Internalizing Machine Learning
Internalizing Machine Learning

Abstract: 

The interest in Machine learning is increasing with every passing day. Enterprises all over the world are exploring possibilities of having machine learning solutions to overcome business challenges and to unleash the many hidden insights of the data.

The global machine learning market is estimated to be at USD 20 billion by 2024.

As the name suggest Machine learning involves systems learning from data using algorithms that iteratively learn and provide insights without being programmed where to look for.

Having all the benefits on one side, the major challenge organizations face is to internalize Machine learning within the existing setup.

The solution to this lies to have machine learning solutions approachable and easy to be scaled within an organization so that it helps in a large collaborative effort, going away from the traditional approach of working in silos.
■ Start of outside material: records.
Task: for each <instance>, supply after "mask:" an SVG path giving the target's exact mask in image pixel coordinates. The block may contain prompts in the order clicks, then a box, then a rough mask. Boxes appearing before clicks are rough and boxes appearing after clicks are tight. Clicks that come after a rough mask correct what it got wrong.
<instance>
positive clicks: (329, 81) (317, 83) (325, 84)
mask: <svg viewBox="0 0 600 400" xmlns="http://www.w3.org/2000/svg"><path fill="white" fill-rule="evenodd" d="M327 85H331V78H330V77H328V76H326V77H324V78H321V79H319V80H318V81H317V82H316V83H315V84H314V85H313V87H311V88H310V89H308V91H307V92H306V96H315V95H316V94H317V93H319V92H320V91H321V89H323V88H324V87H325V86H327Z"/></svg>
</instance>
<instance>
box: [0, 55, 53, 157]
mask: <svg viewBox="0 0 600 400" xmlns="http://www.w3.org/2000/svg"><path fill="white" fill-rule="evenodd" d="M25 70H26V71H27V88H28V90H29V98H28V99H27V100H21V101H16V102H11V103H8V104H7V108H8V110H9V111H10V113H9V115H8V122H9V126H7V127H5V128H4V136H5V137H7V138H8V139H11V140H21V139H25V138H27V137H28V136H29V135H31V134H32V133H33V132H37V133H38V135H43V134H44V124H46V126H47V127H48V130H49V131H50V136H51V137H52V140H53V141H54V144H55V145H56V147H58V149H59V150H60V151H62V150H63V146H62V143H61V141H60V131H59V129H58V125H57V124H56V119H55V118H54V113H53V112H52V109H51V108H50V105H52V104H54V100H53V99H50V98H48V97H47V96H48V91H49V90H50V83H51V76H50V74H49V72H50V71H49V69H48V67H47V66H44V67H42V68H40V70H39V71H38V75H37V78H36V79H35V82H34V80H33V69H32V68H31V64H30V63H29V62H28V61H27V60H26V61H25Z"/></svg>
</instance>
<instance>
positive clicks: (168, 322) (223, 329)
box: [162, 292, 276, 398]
So, the session today will be to demonstrate some of the popular algorithms used in machine learning by organizations, using SAS. The demo would take you through combining structured and unstructured data, build and compare machine learning models build in SAS and developed using open source languages. To end the process also create score codes for implementing predictive models.


Who should Attend: Data Analyst, Data Scientists, Students Pursuing Masters in the Field of Statistics, Engineering, Mathematics, Economics, Business Analysts

Bio: 

Akshay is Analytics Consultant, Education at SAS India. In his current role, Akshay works with various clients of SAS in the Asia Pacific region to develop workforce in effective use of the SAS products in the area of Analytics, data management and Business data visualization. He has worked with customers in Financial Services, Insurance, Manufacturing and Telecommunication.